New corrosion prevention strategies are constantly being developed, tested and moved into production, yet the need for robust corrosion control programs is as widespread as ever. Metallic corrosion impacts nearly every U.S. industry, with manufacturing and construction bearing most of the burden due to their heavy reliance on carbon steel.
According to The American Galvanizer's Association, carbon steel amounts to around 85 percent of all steel production. And while this alloy is undoubtedly one of the sturdiest building materials available, it is still quite susceptible to natural processes like oxidation. Over time, localized environmental forces eat away at the carbon steel's surface, weakening the integrity of the structure it belongs to. These (usually atmospheric) forces include metrics like moisture, temperature, humidity, rainfall, levels of pollution and air salinity.
How quickly does carbon steel corrode?
Since no two locations are exactly the same, it's difficult to calculate a uniform corrosion rate for carbon steel that can accurately reflect real-world conditions. The AGA lists the following corrosion rate estimates based on different atmospheric environments:
- Rural areas – 4 to 60 micrometres per year
- Urban areas – 30 to 70 micrometres per year
- Industrial areas – 40 to 160 micrometres per year
- Marine areas – 60 to 170 micrometres per year
Marine environments seem to have the highest corrosive potential when compared to other locales, depending on the water's specific oxygen content, temperature, chloride levels and much more. This just goes to show that a one-size-fits-all solution to metallic corrosion in very unlikely, as a comprehensive prevention plan will inevitably rely on a deep understanding of the environmental factors at play.

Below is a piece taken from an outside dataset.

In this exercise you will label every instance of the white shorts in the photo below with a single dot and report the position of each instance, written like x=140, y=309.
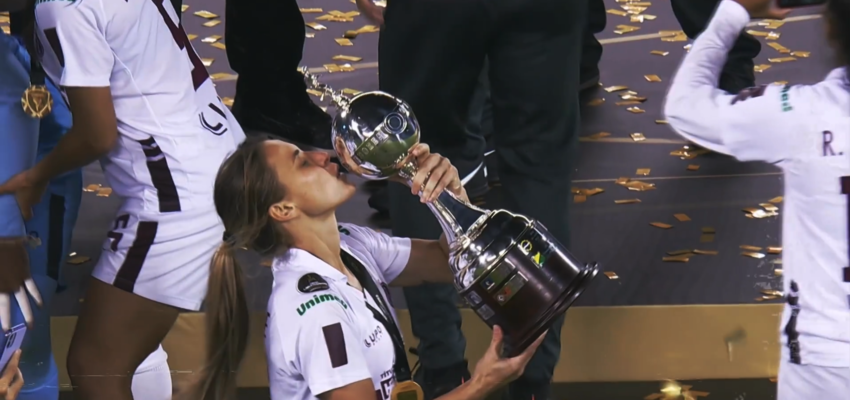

Essential oil extracts as corrosion inhibitors
Research into corrosion inhibition has taken an interesting turn over the past few years, as a growing number of experts have begun experimenting with "green" chemical compounds. An early January article from Science Trends reported on the effectiveness of several new essential oil extracts for reducing carbon steel corrosion. The article claims that inhibitors made from condensed hydrophobic fluids and volatile aroma components may soon replace traditional chemical compounds in the corrosion protection market.
Inhibitors are typically developed using both organic and inorganic ingredients, which work together to form a protective film on carbon steels that "suppress the transfer, diffusion, and electrolytic transport of corrosive anions responsible for redox electrochemical reactions and surface degradation," according to a recent research paper published in Results in Physics. The paper argues that a vast majority of commercially available corrosion inhibitors are unsustainable, citing high toxicity, strict regulations and extensive costs as limiting factors.
At present, researchers are quite optimistic about the use of rosmarinus officinalis (rosemary) and trypsin (enzymes found in most vertebrates' digestive system), though the compounds' performance is heavily reliant on high concentrations. Corrosion experts will need to aggressively test the compounds in environments that replicate real-world conditions before these "organic" inhibitors can be commercially deployed. But nonetheless, this breakthrough stands as yet another example of how rigorous corrosion testing can drive innovation and discovery.